1. Shut down nodes constantly, or kill directly the pods doing `kubectl delete`. Or just wait a few weeks/months with cluster autoscaling scaling in and out constantly.
2. Watch the list returned by the `ListRunners` endpoint grow up to hundreds of thousands.
3. Controller goes nuts and doesn't work properly. Examples: lots of runner pods in Pending state, runner pods not getting deleted, other RunnerDeployments starving without any replicas, and so on.

Describe the bug

The ARC is "leaking" offline runners on github in specific situations, for example when the cluster autoscaler scales out nodes and there's idle runners running there, they don't "auto-remove" themselves from github and IMO that would be responsibility of the controller. This issue was probably introduced on 0.22 since on the release notes it says that there were removed unnecessary "Remove Runner" API Calls. It is visible on https://github.com/organizations/MyOrg/settings/actions/runners that the list increases every day a little bit until it starts affecting the controller that needs to execute the ListRunners function on the autoscaling algorithm (see here). This becomes a problem when we get into a situation where there is thousands of Offline runners accumulated and the controller needs to iterate over all the runners (see here). In my case, I noticed that the controller was not working correctly and there were more than 300 pages of offline runners listed for my organization. After I deleted all the offline runners, the controller started to work again. Now I'm running a script at the end of the day to remove all the offline runners that were "leaked" by the controller during the day to avoid this from happening again.
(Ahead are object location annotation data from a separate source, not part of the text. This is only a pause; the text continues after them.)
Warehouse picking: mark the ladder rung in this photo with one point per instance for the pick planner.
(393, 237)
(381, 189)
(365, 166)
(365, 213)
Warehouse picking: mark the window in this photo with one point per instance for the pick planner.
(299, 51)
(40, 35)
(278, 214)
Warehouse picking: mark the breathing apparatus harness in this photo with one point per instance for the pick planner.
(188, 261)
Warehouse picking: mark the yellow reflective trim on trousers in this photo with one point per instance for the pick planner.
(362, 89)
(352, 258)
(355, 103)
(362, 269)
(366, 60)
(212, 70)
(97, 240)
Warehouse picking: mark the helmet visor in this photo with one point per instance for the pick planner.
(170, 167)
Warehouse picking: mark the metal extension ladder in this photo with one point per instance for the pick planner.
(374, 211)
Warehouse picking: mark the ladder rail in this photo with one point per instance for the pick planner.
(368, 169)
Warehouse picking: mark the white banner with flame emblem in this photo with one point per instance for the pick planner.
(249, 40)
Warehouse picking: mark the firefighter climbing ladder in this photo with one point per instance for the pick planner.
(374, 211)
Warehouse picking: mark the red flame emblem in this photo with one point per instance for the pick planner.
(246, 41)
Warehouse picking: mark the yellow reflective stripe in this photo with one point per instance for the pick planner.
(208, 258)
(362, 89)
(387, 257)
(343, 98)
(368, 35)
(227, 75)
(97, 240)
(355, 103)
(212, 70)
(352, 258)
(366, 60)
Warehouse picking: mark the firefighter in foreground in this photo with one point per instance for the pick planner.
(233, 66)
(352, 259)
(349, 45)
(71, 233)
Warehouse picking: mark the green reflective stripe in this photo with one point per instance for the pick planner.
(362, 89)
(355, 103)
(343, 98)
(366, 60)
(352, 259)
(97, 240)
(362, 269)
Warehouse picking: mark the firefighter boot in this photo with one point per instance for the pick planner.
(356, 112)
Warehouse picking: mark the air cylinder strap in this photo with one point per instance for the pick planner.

Describe the expected behavior

I would expect the controller to clean up all the offline runners from the github api in all situations. If that doesn't happen they will start to accumulate until the controller is affected when executing the ListRunners function.

Controller Logs

I don't have logs from the controller from when this was happening and now since I deleted the offline runners it is working properly. I also noticed that the `ListRunners` function (https://github.com/actions-runner-controller/actions-runner-controller/blob/538e2783d7fde279b84f1ff9351bb1486823660b/github/github.go#L219-L244) is not logging anything and therefore, logs wouldn't be helpful to debug this issue.

Runner Pod Logs

https://gist.github.com/bmbferreira/0ddb1efe1fe8e0dcfe4615aec2c6150a

Additional Context

No response

bmbferreira avatar Aug 16 '22 17:08 bmbferreira

@bmbferreira Hey! This does look like a bug. But we do need controller logs to deduce what's causing it. ARC does have a logic that ensures the runner to be removed from GitHub whenever a K8s CRD Runner resource is deleted. We use K8s finalizer to ensure that.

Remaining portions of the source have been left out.